Einer kontaktiert mich und will unbedingt was mit mir machen. Was Tolles, mit Radio und so. Klasse! Vielleicht hat er meine Podcasts gehört und findet die gut. Ich mache die ja als Laie und aus purer Lust am Quatschen.
Ich freue mich, ich plane, mache mir Gedanken, schreibe ein Konzept und harre der Dinge, die da kommen.

Eine ruft mich an und will mich buchen. Ja, man kann mich buchen. Ich lese aus meinen Büchern vor, halte Vorträge und für Geld sag ich auch, dass Hopi-Ohrenkerzen toll sind1.

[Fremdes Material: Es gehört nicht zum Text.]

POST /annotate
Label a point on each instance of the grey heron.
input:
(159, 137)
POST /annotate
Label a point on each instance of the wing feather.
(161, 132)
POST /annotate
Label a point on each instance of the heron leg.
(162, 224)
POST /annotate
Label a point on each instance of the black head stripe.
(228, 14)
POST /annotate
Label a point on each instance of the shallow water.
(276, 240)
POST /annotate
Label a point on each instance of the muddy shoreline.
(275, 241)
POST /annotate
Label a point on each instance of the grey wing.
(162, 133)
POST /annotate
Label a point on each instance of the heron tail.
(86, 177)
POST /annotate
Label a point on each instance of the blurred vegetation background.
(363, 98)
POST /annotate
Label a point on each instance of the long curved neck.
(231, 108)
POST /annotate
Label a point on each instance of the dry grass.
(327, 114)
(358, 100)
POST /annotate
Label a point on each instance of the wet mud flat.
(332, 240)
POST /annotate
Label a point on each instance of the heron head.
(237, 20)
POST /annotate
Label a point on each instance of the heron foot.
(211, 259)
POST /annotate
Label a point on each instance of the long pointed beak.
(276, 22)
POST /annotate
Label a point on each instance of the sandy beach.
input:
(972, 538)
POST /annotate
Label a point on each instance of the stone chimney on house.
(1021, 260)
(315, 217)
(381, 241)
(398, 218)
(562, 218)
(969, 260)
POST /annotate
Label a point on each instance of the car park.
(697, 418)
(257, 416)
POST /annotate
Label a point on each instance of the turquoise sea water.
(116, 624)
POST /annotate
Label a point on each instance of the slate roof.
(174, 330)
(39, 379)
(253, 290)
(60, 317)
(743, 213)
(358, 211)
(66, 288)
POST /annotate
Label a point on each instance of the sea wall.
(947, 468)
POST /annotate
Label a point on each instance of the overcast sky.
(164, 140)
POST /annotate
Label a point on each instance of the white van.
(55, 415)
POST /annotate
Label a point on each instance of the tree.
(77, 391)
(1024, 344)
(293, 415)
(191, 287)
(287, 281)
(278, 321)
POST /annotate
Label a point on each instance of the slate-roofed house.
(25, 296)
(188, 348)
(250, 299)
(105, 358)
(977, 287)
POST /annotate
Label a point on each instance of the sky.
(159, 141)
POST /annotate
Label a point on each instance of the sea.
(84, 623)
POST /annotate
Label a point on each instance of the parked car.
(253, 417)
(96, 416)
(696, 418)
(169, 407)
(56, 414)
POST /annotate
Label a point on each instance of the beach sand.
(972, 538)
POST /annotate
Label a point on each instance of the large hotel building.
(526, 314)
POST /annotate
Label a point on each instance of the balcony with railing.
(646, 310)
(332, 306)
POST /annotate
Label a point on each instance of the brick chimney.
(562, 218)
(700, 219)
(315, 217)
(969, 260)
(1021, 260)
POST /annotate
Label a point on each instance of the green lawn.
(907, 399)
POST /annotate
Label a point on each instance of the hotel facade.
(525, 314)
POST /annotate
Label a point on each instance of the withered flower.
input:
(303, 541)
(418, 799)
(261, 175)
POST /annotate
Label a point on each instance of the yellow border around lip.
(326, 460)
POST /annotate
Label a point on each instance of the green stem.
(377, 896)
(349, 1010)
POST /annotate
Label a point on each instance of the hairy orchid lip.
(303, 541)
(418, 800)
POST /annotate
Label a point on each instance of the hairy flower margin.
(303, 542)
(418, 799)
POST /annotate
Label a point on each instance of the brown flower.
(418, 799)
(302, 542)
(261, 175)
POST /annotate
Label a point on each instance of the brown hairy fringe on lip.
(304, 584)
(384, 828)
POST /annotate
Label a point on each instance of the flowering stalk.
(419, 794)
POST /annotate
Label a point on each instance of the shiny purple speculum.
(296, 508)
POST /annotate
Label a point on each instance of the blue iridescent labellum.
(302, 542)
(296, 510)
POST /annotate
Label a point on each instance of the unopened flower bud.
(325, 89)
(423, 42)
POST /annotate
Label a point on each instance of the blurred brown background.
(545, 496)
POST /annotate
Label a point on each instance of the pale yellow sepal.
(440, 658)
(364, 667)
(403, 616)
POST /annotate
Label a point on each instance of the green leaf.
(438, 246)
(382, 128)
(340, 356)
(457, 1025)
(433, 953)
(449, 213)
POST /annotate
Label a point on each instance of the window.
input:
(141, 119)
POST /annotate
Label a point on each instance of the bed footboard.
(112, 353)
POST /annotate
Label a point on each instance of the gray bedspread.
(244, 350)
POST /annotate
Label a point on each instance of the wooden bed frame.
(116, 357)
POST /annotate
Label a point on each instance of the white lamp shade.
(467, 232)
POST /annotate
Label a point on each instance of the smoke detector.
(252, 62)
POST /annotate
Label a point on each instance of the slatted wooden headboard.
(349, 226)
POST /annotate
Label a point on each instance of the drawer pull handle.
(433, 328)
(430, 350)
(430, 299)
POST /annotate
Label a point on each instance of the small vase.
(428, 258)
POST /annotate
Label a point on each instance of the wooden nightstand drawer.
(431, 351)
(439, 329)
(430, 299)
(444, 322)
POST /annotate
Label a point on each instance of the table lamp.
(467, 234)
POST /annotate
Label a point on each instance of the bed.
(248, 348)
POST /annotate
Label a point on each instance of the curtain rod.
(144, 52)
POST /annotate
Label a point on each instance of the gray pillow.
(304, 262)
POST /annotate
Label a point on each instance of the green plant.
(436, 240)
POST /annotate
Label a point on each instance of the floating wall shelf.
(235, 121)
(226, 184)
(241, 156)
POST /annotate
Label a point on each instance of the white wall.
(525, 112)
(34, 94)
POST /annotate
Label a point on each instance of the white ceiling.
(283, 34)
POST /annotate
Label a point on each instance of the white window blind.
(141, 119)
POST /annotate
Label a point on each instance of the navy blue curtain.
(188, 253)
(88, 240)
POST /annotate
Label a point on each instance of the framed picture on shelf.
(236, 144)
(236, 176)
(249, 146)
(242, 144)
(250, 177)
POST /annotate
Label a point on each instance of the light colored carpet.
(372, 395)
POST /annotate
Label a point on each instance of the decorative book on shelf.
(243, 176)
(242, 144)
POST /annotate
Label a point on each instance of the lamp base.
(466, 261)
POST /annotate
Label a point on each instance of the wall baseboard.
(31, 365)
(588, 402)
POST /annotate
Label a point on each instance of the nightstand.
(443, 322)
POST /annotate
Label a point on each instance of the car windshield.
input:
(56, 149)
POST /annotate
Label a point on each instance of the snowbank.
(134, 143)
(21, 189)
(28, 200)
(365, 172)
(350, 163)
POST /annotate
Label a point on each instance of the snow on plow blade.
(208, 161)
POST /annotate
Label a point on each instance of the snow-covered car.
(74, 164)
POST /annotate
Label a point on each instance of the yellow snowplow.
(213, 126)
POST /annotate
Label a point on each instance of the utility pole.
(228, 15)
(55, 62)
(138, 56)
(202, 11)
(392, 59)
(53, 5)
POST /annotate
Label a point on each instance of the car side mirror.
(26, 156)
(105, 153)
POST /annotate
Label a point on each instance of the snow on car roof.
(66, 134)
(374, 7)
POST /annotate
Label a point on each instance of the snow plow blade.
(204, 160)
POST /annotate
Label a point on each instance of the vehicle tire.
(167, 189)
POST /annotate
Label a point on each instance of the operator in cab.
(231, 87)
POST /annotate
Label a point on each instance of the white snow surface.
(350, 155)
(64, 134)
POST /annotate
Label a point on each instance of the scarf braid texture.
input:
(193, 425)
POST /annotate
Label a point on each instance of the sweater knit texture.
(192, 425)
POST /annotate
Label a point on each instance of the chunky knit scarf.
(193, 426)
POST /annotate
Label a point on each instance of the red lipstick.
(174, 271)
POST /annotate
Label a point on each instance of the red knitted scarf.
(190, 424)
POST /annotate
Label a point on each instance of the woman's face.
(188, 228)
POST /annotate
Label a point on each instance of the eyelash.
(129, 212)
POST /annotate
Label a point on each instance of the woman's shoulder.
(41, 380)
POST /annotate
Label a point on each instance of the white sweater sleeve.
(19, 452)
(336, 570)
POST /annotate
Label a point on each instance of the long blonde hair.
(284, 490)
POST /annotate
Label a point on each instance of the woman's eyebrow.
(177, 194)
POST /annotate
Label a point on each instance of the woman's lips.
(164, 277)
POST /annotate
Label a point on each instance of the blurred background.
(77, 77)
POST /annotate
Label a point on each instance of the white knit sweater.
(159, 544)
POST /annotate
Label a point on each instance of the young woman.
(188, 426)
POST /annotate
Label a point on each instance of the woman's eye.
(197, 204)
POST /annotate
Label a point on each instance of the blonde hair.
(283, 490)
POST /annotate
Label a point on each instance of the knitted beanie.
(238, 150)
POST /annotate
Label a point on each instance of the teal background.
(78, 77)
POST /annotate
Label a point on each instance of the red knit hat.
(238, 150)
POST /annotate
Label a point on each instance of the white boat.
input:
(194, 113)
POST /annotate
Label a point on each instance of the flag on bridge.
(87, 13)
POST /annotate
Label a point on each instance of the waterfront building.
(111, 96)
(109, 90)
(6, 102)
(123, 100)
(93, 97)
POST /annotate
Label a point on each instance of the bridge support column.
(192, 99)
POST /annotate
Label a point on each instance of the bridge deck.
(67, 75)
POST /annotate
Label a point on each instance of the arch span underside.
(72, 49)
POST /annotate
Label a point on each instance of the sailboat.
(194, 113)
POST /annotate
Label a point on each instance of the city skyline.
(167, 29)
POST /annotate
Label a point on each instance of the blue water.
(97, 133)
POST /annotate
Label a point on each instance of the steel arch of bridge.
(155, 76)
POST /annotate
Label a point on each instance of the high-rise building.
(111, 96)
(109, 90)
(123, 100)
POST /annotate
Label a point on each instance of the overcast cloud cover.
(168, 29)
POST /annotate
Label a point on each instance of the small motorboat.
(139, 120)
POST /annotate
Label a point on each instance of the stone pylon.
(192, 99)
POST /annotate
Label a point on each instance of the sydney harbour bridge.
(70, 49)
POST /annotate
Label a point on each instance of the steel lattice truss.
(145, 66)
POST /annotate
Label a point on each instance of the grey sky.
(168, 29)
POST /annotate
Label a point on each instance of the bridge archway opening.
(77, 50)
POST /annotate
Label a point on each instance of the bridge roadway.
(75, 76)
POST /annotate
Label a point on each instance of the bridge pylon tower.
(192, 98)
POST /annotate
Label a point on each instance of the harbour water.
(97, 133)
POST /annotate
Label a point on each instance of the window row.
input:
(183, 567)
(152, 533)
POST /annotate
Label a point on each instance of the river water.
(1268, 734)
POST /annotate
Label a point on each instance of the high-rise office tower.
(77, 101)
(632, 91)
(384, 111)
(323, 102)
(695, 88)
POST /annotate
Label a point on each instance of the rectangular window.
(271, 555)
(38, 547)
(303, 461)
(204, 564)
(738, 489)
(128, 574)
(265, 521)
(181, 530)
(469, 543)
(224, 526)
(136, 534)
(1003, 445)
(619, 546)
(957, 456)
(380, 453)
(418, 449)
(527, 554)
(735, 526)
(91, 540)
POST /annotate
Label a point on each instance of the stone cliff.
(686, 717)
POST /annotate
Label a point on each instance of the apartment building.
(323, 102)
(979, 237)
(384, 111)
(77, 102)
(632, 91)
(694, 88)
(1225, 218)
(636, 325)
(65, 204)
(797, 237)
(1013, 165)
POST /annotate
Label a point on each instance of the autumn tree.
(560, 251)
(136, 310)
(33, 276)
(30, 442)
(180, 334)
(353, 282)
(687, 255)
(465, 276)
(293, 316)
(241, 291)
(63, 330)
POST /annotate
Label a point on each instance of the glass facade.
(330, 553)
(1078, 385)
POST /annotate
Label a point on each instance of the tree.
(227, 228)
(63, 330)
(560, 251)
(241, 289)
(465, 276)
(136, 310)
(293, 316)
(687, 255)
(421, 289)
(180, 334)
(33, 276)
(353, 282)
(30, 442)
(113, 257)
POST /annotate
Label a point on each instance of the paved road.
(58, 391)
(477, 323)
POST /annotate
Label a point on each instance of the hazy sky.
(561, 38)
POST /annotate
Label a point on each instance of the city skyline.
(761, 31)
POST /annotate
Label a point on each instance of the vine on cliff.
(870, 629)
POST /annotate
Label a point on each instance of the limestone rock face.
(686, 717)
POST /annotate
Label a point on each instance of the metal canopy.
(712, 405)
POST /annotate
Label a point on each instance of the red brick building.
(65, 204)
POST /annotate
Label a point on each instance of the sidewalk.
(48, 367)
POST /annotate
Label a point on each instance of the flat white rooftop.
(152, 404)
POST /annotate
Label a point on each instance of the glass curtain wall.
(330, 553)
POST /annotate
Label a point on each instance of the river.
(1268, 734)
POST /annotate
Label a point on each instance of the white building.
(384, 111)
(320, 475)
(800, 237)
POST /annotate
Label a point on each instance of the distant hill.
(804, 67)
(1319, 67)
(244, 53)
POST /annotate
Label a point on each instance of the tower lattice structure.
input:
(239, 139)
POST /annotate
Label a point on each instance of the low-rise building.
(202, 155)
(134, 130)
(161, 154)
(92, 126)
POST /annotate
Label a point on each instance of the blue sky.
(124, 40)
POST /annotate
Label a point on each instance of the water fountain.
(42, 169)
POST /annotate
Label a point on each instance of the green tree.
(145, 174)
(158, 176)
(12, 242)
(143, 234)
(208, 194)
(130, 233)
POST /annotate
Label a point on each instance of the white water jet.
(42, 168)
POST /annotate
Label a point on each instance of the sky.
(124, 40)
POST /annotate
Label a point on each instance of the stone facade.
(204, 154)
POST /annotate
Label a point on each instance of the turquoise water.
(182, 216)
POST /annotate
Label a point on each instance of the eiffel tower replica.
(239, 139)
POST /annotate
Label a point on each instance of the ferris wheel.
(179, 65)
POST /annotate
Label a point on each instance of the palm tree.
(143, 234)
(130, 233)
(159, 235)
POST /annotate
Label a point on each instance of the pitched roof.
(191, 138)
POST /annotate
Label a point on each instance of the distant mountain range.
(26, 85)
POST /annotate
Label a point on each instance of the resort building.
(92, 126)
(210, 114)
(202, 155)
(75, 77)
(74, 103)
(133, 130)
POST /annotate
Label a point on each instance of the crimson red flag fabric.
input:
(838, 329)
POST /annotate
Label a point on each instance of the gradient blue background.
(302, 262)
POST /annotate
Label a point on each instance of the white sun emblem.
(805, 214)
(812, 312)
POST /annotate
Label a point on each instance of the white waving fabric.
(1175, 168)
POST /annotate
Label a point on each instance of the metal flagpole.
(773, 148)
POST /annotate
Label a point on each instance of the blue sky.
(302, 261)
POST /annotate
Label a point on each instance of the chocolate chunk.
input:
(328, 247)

Termin und Ort werden geklärt. Ich bereite mich vor. Telefonate folgen. Ob ich denn auch lustig könnte, es wären viele Ältere im Publikum, und da sei Tod und Trauer nicht angebracht. Also bitte etwas lustig sein.
Klar, mach ich, kann ich, bin sowieso immer lustig.
Ich verschiebe was anderes, suche mir ein Hotel in der Nähe, plane meine Fahrt und bringe sogar den Anzug in die Reinigung. Ich freue mich.

Einer ruft an. Er sei vom Fernsehen. Tolle Talkshow, Bestatterthema, da kommt man an mir ja nicht vorbei, meint er. Termin und Ort stehen. Er ruft nochmal an, ein schönes Interview folgt, damit er hören kann, ob ich eloquent genug bin und das Thema gut rüberbringen kann. Alles sei klar, er melde sich dann wegen der Einzelheiten.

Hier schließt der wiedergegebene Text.